Li Tongyun, Jiao Hong, Macready George B
University of Maryland, College Park, MD, USA.
Educ Psychol Meas. 2016 Oct;76(5):848-872. doi: 10.1177/0013164415610380. Epub 2015 Oct 13.
The present study investigates different approaches to adding covariates and the impact in fitting mixture item response theory models. Mixture item response theory models serve as an important methodology for tackling several psychometric issues in test development, including the detection of latent differential item functioning. A Monte Carlo simulation study is conducted in which data generated according to a two-class mixture Rasch model with both dichotomous and continuous covariates are fitted to several mixture Rasch models with misspecified covariates to examine the effects of covariate inclusion on model parameter estimation.
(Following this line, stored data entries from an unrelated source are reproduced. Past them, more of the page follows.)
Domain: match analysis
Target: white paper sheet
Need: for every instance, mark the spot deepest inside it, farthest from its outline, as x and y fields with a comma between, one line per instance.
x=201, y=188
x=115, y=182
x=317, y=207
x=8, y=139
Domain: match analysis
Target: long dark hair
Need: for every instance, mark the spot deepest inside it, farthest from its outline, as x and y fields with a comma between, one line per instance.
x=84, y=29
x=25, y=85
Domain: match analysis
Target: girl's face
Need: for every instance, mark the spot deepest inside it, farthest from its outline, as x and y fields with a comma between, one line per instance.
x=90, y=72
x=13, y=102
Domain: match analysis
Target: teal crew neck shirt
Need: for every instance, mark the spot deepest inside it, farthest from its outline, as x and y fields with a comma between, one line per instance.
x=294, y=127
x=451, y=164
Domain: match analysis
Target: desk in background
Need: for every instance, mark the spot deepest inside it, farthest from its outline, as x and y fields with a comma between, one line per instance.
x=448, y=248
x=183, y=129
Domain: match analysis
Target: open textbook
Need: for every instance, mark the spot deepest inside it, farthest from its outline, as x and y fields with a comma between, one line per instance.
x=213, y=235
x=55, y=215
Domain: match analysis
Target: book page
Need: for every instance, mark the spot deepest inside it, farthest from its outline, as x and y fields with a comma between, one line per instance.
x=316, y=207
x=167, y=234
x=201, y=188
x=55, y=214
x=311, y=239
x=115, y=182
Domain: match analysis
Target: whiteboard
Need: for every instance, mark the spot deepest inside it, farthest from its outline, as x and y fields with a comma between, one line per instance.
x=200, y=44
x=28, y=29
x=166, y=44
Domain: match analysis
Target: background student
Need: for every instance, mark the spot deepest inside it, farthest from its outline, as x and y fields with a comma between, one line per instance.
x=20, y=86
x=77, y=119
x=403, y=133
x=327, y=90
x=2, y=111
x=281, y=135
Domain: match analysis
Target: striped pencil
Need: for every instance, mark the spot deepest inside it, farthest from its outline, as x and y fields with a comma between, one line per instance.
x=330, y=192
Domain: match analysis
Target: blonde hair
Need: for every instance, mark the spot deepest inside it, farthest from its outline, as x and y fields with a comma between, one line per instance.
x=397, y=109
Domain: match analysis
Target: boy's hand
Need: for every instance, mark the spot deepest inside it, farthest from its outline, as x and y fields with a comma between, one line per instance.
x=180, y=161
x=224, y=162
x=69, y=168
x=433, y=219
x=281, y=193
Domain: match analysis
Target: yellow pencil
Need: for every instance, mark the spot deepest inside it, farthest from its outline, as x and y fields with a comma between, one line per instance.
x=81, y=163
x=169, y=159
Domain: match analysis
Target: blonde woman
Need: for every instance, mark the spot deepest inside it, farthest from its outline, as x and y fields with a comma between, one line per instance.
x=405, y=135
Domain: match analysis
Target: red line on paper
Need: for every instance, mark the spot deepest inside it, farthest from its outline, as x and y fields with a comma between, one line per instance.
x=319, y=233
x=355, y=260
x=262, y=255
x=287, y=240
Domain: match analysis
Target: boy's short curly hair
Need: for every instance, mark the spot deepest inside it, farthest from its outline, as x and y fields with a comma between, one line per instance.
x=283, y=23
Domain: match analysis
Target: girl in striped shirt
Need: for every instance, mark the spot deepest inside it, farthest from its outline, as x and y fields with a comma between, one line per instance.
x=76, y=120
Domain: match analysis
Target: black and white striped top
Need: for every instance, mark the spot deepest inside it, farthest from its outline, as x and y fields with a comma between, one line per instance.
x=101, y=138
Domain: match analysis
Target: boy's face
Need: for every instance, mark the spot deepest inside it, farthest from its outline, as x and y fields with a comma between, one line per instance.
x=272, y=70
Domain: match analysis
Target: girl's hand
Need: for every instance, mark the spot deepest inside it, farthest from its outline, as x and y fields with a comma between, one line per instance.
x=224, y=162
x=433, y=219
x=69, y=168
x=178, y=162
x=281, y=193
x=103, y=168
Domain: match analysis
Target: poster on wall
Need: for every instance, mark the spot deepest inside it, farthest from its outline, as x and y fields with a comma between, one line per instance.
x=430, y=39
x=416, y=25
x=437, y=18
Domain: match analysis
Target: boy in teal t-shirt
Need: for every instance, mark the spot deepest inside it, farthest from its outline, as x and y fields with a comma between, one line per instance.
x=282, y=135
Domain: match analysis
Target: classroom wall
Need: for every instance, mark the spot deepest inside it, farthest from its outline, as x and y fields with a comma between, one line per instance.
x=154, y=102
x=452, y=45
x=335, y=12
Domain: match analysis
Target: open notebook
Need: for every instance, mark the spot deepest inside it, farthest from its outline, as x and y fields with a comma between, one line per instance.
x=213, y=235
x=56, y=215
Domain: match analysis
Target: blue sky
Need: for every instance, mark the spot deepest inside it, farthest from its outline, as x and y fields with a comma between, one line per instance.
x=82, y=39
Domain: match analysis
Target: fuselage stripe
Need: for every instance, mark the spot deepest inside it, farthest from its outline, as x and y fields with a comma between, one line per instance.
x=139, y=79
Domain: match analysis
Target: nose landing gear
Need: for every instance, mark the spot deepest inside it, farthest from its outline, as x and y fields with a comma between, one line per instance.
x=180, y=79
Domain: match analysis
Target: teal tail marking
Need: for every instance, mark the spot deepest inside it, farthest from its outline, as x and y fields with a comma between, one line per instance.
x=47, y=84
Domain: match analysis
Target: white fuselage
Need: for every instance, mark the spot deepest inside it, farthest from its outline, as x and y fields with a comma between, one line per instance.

In addition, both complete response data and incomplete response data with different types of missingness are considered in the present study in order to simulate practical assessment settings. Parameter estimation is carried out within a Bayesian framework vis-à-vis Markov chain Monte Carlo algorithms.
本研究探讨了添加协变量的不同方法及其对混合项目反应理论模型拟合的影响。混合项目反应理论模型是解决测试开发中若干心理测量问题的重要方法,包括潜在差异项目功能的检测。进行了一项蒙特卡罗模拟研究,将根据具有二分和连续协变量的两类混合Rasch模型生成的数据拟合到几个协变量设定错误的混合Rasch模型中,以检验协变量纳入对模型参数估计的影响。此外,本研究考虑了具有不同类型缺失的完整反应数据和不完整反应数据,以模拟实际评估设置。参数估计是在贝叶斯框架内通过马尔可夫链蒙特卡罗算法进行的。